What does talk about democracy have to do with music and the arts — to say nothing of “REDISCOVERING MODERN JAZZ 1940–1970″?
For a starter try Woody Herman’s version of Aaron Copland’s 1942 classic, “Fanfare For The Common Man … An Anthem For The American Century.”
For the main course, according to a recent report on the CBC News site, “Democracy is in retreat” everywhere. An “annual ranking of 209 nations and territories, prepared by the US-based democracy watchdog Freedom House, recorded an overall decline in global freedom for the 13th straight year.”
In the June 6, 2019 issue of The New York Review of Books, the British historian currently at Columbia University in New York, Adam Tooze, pondered a similar theme in “Democracy and Its Discontents” — a review of four recent books with such ominous titles as The People vs. Democracy, How Democracies Die, The Road to Unfreedom, and How Democracy Ends.
This spring has also revived the aggressively right-wing American concept urged by Donald Trump’s former Federal Reserve nominee Stephen Moore : “Capitalism is a lot more important than democracy.”

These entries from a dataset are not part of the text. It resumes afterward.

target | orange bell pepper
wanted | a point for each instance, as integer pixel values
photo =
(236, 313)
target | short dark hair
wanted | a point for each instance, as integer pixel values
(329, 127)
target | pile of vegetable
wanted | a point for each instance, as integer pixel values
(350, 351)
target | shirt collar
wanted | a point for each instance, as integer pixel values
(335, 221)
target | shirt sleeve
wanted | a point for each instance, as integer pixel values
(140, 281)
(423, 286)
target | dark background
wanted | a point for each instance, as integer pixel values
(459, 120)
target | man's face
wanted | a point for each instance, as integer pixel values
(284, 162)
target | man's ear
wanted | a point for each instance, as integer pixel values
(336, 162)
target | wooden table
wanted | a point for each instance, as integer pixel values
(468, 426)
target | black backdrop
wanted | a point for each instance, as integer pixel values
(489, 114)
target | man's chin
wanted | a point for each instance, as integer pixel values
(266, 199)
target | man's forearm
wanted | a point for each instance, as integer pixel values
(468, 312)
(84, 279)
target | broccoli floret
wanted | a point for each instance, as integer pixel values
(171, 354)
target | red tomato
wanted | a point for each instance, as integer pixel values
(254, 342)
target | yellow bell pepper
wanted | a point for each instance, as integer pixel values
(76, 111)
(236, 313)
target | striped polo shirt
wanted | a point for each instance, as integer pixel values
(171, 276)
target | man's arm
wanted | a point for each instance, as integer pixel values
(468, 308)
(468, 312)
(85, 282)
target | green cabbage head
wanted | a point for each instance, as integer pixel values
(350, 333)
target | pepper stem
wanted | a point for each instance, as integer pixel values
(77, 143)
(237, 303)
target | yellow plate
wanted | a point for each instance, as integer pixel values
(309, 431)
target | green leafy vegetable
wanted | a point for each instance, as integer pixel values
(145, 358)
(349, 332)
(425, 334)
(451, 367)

(And yet when the French aristocrat Alexis de Tocqueville visited and wrote about the early United States he admired — the side of the experiment that would soon fight a civil war to at least start to end African American slavery — he called his work Democracy in America [v1, 1835 ; v2, 1840]. “Capitalism” [or Das Kapital] was something the German intellectual Karl Marx would later criticize, researching and writing as a political refugee in London, England [v1, 1867, and then posthumously from Marx’s notes by Friedrich Engels, son of “an owner of large textile factories in Salford, England and … Barmen, Prussia,” v2, 1885 ; v3, 1894].)